Эндер занял место за незнакомой клавиатурой. Его руки были очень малы, но, к счастью, управление оказалось несложным. Чуточку экспериментов – и он разобрался, какие клавиши каким оружием управляют. Корабль передвигался при помощи стандартного крутящегося во все стороны шара. Сначала у Эндера игра шла туго. Его противник, имени которого он все еще не знал, вырвался вперед. Но Эндер быстро учился и к концу играл уже много лучше.
– Доволен, залетный?
– Две из трех.
– Ага, щас. Мы на это не договаривались.
– Ну да, ты разбил меня в моей первой в жизни партии, – ответил Эндер. – Нашел чем гордиться. Попробуй сделать это еще раз.
Они начали вторую партию, и к ее середине Эндер достаточно разобрался в управлении, чтобы продемонстрировать парочку маневров, с которыми его противник явно никогда раньше не сталкивался. Они совершенно не укладывались в привычную схему боя, и он не знал, что делать. Победа далась Эндеру нелегко, но все же он победил.
Большие мальчишки сразу перестали смеяться и подшучивать. Третья игра прошла в полном молчании. Эндер выиграл быстро и уверенно.
Когда игра закончилась, один из старших сказал:
– Пожалуй, пора заменить эту машину. На ней любой олух выиграет.
Ни одного поздравления. Только полное молчание, когда Эндер уходил.
Но ушел он недалеко, просто отошел в сторонку и оттуда стал наблюдать, как следующая пара игроков пытается освоить трюки, которые он им только что продемонстрировал. «Олух, значит? – Эндер внутренне усмехнулся. – Они меня не забудут».
Он чувствовал себя превосходно. Он выиграл, выиграл у тех, кто был старше. Наверное, не у самых лучших, но победа сняла близкое к панике ощущение, что он залез не на свою территорию, что Боевая школа слишком тяжела для него. Оказалось, все, что нужно, – это изучить игру, разобраться, как что работает, а потом можно использовать систему. Или даже улучшить ее.

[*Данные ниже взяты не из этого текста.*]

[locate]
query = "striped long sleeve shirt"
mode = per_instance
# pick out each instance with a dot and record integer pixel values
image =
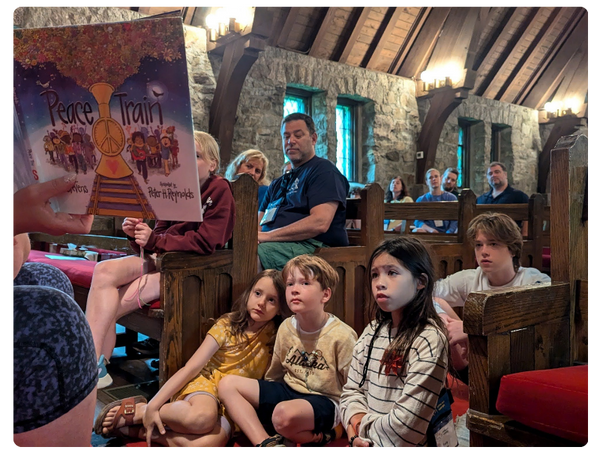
(398, 408)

Но именно времени у него и не было. Ожидание могло обойтись слишком дорого. Мальчик, которому он сломал руку, жаждал мести. Его звали Бернард, как вскоре выяснил Эндер, но свое имя он произносил на французский манер, без последней буквы. Французы славились своим стремлением к исключительности и настаивали на том, чтобы их дети изучали стандартный язык только с четырех лет, лишь после того, как усвоят французский. Акцент делал Бернарда интересным и экзотичным, сломанная рука придавала ему ореол мученика, а его садизм притягивал всех любителей чужой боли.
И Эндер стал их врагом.
Его донимали мелочами: пинали его койку всякий раз, когда входили или выходили в дверь, били под локоть, когда он шел с полным подносом в столовой, ставили подножки на лестницах. Эндер быстро научился не оставлять ничего вне шкафчика. А еще он научился оглядываться по сторонам и быть всегда настороже. Однажды Бернард назвал его Раззявой, и на некоторое время эта кличка прилипла, правда потом об этом забыли.

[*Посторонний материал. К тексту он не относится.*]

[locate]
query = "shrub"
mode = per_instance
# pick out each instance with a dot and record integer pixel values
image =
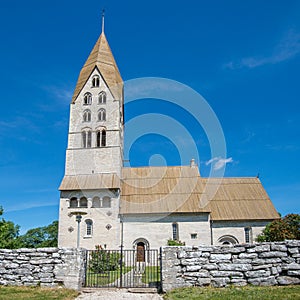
(175, 243)
(104, 261)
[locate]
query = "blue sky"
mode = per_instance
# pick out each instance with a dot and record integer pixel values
(243, 57)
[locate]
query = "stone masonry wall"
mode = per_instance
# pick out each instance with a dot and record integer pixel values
(42, 267)
(219, 266)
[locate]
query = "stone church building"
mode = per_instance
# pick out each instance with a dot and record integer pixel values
(141, 207)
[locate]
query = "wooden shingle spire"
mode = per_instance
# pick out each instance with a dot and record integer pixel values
(102, 58)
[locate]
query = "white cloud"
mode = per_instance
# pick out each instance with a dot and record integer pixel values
(287, 48)
(219, 162)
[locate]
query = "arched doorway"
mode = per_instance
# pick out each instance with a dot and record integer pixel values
(140, 252)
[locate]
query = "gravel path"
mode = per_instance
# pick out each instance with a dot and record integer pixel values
(116, 294)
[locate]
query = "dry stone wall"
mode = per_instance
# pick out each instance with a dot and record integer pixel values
(219, 266)
(42, 267)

Порой Эндер очень злился. Не на Бернарда, конечно. Злиться на него было глупо и бесполезно, такова уж была его природа – природа палача. Эндера доводило до бешенства то, как охотно большинство подчинялось этому самому палачу. Они ведь знали, что месть Бернарда несправедлива, это же он первым ударил Эндера, а Эндер только отвечал на насилие, но почему-то все вели себя так, как будто не присутствовали при этом. Так или иначе, при первом же взгляде на Бернарда становилось понятно, что он просто гадина. Куда же все смотрели?
Кроме того, Эндер не был его единственной мишенью. Бернард создавал свое королевство.
Со своей окраины Эндер наблюдал, как Бернард выстраивает иерархию. Некоторым ребятам, полезным ему, он беззастенчиво льстил. Другие охотно становились его слугами и выполняли все желания, несмотря на презрительное обращение.
Но некоторых правление этого некоронованного монарха раздражало.
Эндер внимательно наблюдал за всеми, кто не хотел мириться с властью Бернарда. Шен был малорослым, амбициозным и вспыльчивым. Его легко было поддеть. Бернард быстро обнаружил это и прозвал Шена Червяком.